“A community is like a ship; everyone ought to be prepared to take the helm.” ~ Henrik Ibsen
For some reason I’ve got the word community stuck in my head lately. It’s rolling around in there doing flip flops. It used to be that the first thing that would pop into my mind when hearing the word community was my neighbourhood. This is no longer the case. When I think of community now I think in broader terms: work, school, and play to name just a few.
Strong communities are such powerful forces for supporting individual and collaborative efforts. They are an opportunity to be social and to engage. They create space for people to belong and share in meaningful discussions and outcomes. In an organization when people from different work groups come together to brainstorm and generate new ideas, they are creating a community. At school, when students work on group projects and join various teams and organized groups, they become part of a community. For people who have hobbies, often it is through the connections which are made at meetings and organized events that a community evolves.

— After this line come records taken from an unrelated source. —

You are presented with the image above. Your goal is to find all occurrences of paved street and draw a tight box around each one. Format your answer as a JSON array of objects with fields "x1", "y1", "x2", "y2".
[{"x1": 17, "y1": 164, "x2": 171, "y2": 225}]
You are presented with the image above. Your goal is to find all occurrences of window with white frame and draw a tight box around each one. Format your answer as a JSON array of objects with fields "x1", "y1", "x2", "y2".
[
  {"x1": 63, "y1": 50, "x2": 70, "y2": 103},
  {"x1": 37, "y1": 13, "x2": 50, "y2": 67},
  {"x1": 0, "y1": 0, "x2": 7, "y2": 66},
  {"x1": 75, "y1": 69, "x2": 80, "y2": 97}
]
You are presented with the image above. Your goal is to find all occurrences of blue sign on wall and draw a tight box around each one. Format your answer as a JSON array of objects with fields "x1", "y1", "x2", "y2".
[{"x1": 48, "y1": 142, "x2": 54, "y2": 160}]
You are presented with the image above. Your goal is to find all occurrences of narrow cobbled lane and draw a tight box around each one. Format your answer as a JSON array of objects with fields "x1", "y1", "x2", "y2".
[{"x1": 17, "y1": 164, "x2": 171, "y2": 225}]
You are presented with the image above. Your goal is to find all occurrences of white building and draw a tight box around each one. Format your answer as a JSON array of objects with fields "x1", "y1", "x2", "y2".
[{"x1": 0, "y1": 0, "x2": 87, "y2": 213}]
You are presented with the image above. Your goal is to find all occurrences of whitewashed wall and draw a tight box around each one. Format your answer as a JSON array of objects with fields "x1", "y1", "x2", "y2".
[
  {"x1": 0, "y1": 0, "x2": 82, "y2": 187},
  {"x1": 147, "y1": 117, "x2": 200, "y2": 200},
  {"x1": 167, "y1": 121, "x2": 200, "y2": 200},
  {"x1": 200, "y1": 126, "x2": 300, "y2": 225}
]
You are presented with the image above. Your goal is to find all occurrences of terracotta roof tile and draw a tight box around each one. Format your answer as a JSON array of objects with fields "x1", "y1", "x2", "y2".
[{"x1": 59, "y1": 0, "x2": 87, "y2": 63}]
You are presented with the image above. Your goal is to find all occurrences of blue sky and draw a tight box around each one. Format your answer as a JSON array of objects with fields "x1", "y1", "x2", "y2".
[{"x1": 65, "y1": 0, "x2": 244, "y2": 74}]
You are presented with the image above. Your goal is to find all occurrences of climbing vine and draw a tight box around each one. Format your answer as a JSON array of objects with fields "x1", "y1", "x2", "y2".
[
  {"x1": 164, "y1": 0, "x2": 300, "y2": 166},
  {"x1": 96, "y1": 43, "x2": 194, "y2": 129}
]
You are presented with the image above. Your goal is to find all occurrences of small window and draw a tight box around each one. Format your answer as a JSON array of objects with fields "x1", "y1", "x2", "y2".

What about the communities which form and don’t fit into any of the scenarios above? What about the people you meet during professional development training sessions that you are in regular contact with long after the training has finished? I see this example with my coaching colleagues and the community of like minded people it attracts who continue to support one another. What about social media? It certainly has the power to create some pretty strong and engaging communities. Ask any parent who has a child or children in competitive sports or in any organized activity about community. Often times, the parents are as connected to one another by the end of the season as the kids are.
After all, who doesn’t want to be a part of something meaningful? Communities provide us with an opportunity to collaborate, to share in learning and in success, to support one another, to laugh together, and to grow individually and collectively. There are many key factors to creating strong communities. Of the communities that I’ve been privileged to be a part of, the strongest ones typically had shared goals, were diverse, embraced challenge, demonstrated respect, and trust.
Goals: Having a common end goal is critical to the success of a community. Even if you don’t necessarily agree on how to get there at the front end, sharing a purpose is so rewarding and moves us forward.
Diversity: Different pools of knowledge and learning get thrown into the pot in a diverse community. This creates even deeper insights resulting in a very rich cultural feast.
Challenge: Some of the most rewarding experiences come from times when we’ve been the most challenged. Allowing ourselves to be open to the process of inviting feedback may create multiple wins for the community as a whole.
Respect: Valuing the opinions of others without placing judgement is not always an easy task. Deep down we all want our voice to be heard. Strong communities have big ears and respect flows like a river.
Trust: Without trust, a community is nothing more than a group of people. With trust however, a community can create change, achieve goals, identify and cultivate individual and collective talents.
What types of communities do you want to belong to? I vote for the type that uses collaboration as a tool to generate creative ideas and positive outcomes which lead to building strong communities of purpose.